Ici, on parle de livres, d’idées, de musique, de droit public essentiellement

  • Quelles sont les limites de la liberté d’expression ? - La Vie des idées
    http://www.laviedesidees.fr/Quelles-sont-les-limites-de-la-liberte-d-expression.html

    Il faut cependant, selon Waldron, faire soigneusement une distinction entre propos haineux et propos offensants. Ces derniers se caractérisent par le fait qu’ils provoquent chez ceux qui en sont l’objet un sentiment subjectif de malaise ou de stress, parce qu’ils les considèrent comme insultants ou qu’ils les ressentent comme injurieux, comme manifestant une absence d’estime à leur égard. Mais il est possible d’insulter quelqu’un, de manifester que nous n’avons pas d’estime pour lui, sans pour autant considérer qu’il n’a pas les mêmes droits ou qu’il ne jouit ni du même statut civique ni du même droit au respect que n’importe qui.
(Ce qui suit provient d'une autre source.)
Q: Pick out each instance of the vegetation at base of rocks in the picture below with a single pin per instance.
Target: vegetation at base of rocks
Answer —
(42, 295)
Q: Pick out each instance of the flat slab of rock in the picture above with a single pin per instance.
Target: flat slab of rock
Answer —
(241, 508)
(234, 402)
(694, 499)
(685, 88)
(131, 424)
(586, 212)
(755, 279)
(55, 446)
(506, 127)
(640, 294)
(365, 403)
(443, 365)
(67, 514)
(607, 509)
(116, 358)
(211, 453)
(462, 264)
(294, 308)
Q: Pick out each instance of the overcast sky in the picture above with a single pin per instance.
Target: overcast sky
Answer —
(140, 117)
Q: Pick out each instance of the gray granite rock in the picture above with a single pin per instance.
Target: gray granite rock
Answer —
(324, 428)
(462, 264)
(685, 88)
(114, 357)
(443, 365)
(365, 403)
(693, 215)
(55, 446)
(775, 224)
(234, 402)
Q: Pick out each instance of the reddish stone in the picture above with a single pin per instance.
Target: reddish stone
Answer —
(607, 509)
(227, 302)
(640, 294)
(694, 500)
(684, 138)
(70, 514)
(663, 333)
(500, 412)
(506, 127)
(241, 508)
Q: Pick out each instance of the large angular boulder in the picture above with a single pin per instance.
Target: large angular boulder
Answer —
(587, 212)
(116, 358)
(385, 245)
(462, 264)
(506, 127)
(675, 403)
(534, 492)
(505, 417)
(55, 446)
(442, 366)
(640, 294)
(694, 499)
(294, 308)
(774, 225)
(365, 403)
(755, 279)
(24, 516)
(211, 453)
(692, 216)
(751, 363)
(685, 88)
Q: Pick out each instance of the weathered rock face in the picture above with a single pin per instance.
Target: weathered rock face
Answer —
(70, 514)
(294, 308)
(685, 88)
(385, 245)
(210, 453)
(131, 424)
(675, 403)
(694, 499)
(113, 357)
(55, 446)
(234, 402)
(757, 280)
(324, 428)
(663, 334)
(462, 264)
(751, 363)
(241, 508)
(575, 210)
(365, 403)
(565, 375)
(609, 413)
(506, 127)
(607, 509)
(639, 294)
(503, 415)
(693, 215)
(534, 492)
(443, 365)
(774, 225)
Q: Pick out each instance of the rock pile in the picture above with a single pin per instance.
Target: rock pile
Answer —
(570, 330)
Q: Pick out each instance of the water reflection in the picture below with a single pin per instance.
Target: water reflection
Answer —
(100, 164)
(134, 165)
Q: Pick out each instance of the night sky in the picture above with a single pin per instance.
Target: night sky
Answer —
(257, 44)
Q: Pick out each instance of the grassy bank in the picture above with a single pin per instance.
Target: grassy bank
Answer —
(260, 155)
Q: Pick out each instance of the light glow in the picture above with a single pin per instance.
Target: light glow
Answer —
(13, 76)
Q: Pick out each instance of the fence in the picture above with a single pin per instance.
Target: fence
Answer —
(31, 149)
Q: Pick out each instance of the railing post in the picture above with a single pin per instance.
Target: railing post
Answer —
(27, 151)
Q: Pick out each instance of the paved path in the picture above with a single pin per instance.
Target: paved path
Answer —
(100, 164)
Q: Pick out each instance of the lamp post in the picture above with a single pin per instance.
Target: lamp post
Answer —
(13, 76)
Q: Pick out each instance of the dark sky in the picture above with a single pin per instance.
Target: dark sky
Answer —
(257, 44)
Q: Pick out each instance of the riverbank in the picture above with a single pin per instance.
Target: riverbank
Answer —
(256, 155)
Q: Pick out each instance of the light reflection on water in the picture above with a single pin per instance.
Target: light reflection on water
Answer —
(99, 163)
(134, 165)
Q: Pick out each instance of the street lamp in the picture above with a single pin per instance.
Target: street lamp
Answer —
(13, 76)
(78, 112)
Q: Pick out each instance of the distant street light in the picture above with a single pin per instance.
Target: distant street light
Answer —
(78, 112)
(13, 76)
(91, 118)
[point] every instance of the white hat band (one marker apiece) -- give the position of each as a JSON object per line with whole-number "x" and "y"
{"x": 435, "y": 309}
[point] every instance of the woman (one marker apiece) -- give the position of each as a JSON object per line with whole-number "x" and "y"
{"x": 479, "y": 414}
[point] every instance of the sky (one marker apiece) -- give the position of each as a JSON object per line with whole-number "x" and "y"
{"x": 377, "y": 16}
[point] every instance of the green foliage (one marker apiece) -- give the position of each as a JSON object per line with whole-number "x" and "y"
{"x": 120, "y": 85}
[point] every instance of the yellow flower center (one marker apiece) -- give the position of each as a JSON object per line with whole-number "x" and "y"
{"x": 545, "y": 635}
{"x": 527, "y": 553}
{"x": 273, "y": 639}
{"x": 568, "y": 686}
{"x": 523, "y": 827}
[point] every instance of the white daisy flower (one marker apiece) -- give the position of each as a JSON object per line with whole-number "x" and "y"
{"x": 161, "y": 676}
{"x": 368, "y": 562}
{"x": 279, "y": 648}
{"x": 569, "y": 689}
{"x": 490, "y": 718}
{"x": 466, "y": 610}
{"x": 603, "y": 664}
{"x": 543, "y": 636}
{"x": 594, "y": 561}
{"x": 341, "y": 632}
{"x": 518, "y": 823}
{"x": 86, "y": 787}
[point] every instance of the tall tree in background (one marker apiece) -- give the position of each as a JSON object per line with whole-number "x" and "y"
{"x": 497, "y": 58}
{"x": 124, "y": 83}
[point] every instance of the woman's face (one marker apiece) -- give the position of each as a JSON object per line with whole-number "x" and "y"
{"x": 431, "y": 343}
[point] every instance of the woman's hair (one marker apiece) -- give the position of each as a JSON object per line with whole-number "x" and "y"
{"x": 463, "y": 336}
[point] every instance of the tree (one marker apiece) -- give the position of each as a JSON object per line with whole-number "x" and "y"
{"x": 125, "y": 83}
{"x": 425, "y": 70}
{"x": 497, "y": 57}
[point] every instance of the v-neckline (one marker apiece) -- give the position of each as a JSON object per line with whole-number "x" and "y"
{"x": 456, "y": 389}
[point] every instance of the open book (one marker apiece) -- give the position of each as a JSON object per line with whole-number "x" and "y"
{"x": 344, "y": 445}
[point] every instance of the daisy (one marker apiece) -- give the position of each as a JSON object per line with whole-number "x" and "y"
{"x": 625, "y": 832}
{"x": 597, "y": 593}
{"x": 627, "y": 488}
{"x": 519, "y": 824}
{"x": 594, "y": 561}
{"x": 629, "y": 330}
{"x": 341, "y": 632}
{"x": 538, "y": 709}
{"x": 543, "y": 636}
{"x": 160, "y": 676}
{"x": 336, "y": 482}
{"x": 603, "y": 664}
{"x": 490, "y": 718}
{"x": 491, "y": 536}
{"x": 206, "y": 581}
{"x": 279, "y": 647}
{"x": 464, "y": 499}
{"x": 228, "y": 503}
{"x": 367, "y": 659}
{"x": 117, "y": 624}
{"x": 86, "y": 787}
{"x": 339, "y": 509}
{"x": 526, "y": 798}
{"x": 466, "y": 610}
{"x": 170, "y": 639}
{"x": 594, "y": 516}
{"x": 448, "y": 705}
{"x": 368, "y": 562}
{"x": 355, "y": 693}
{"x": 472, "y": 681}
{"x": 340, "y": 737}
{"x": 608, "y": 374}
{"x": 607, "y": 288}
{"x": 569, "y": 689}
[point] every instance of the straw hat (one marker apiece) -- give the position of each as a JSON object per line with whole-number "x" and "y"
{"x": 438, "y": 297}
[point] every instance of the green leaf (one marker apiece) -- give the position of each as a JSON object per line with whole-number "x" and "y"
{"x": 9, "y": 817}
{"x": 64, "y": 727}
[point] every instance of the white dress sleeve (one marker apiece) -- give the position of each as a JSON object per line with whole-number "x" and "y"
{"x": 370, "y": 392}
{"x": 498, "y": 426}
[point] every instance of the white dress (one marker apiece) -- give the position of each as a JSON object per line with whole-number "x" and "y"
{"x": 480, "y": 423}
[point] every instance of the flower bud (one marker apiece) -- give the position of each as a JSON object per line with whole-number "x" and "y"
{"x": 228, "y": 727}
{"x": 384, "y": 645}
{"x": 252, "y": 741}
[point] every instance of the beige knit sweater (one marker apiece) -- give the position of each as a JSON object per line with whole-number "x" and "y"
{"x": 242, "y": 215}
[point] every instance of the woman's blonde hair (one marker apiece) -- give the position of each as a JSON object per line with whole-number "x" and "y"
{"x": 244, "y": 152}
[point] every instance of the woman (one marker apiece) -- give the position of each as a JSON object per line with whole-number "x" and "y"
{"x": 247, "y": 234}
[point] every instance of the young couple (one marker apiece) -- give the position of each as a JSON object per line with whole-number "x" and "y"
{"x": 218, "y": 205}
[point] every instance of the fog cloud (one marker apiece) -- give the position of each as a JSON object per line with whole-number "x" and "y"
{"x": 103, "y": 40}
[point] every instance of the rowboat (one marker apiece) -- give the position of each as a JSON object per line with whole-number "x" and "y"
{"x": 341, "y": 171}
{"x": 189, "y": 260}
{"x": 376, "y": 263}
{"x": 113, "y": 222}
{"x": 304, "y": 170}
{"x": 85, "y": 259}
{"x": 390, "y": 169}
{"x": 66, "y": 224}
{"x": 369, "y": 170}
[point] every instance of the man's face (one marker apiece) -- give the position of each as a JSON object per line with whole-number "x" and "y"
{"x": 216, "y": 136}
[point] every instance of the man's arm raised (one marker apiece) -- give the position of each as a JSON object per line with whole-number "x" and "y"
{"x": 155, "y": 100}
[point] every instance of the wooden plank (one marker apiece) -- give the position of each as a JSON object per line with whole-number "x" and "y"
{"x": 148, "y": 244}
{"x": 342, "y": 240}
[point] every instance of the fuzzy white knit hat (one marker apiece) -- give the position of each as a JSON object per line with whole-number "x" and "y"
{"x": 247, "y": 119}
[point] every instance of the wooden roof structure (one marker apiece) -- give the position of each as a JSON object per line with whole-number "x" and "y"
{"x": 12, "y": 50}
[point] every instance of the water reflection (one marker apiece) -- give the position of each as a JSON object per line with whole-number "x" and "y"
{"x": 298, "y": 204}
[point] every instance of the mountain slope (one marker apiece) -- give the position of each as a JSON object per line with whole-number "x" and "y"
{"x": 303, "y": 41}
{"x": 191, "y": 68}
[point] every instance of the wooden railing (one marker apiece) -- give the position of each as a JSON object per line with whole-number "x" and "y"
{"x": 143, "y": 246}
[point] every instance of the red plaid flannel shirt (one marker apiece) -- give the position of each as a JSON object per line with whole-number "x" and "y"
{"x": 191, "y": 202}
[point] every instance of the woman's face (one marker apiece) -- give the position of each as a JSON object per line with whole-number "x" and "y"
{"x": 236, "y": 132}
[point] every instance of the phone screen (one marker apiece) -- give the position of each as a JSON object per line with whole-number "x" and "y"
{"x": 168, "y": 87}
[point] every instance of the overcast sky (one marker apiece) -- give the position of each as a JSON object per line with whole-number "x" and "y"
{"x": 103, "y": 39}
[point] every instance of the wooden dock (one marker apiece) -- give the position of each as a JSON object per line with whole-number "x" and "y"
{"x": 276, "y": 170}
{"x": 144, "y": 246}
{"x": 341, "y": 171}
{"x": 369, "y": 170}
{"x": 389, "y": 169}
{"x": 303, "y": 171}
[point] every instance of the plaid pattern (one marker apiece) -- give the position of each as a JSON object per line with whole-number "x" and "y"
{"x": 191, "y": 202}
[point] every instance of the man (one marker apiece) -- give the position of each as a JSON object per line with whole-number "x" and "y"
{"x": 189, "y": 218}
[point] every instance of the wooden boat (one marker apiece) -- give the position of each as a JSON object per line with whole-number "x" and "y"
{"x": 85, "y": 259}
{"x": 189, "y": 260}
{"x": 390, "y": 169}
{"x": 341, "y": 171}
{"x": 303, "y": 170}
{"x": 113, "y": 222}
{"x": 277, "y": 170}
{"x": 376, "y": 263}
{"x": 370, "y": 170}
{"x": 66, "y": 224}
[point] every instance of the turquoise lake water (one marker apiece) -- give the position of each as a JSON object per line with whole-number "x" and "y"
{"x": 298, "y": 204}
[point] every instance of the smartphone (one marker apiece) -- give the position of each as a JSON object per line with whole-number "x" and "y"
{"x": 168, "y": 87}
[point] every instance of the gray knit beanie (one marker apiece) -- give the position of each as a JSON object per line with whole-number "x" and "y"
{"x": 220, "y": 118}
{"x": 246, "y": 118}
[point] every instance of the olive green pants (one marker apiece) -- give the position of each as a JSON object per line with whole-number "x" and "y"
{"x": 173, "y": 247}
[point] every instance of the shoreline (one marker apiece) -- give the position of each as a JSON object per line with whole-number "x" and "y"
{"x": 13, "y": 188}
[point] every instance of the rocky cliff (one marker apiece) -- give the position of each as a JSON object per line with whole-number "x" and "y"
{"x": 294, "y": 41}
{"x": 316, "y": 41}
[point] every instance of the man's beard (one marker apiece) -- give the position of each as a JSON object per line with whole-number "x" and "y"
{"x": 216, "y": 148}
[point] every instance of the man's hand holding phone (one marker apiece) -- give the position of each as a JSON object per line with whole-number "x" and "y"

Ceci se produit tous les jours dans une société complexe où il n’est pas possible de ne pas être heurté par l’expression des idées et attitudes qui nous déplaisent, et où toute volonté de réprimer une expression sous le seul prétexte qu’elle déplaît à tel ou tel, ou qu’elle heurte sa susceptibilité, aboutirait à l’extinction définitive de toute parole expressive et de toute conversation sur autre chose que la pluie et le beau temps. Nous avons donc le droit de dire que la religion juive est une imposture ou une superstition grotesque – ce qui heurte la sensibilité des juifs – mais nous n’avons pas le droit de dire et d’écrire que les juifs tuent rituellement des enfants – ce qui mettrait en cause leur statut objectif de personnes dotées d’un statut égal. Certes, les propos haineux ont aussi des effets subjectifs pénibles mais ce n’est pas pour cette raison qu’ils doivent être réprimés et on sait que ce genre de propos peut causer du tort au statut égal de certaines personnes sans même qu’elles en aient conscience (par exemple les propos méprisants sur des personnes très âgées peu capables d’en mesurer le sens). J. Waldron propose d’utiliser le terme de « dignité » pour désigner le statut de citoyen égal à part entière qui est attaqué par les propos haineux. Mais, dit-il, si l’on trouve ce terme trop équivoque ou trop moral pour désigner ce qui est ici identifié comme un intérêt civil, il convient que c’est de la chose que nous disputons, et non pas des mots.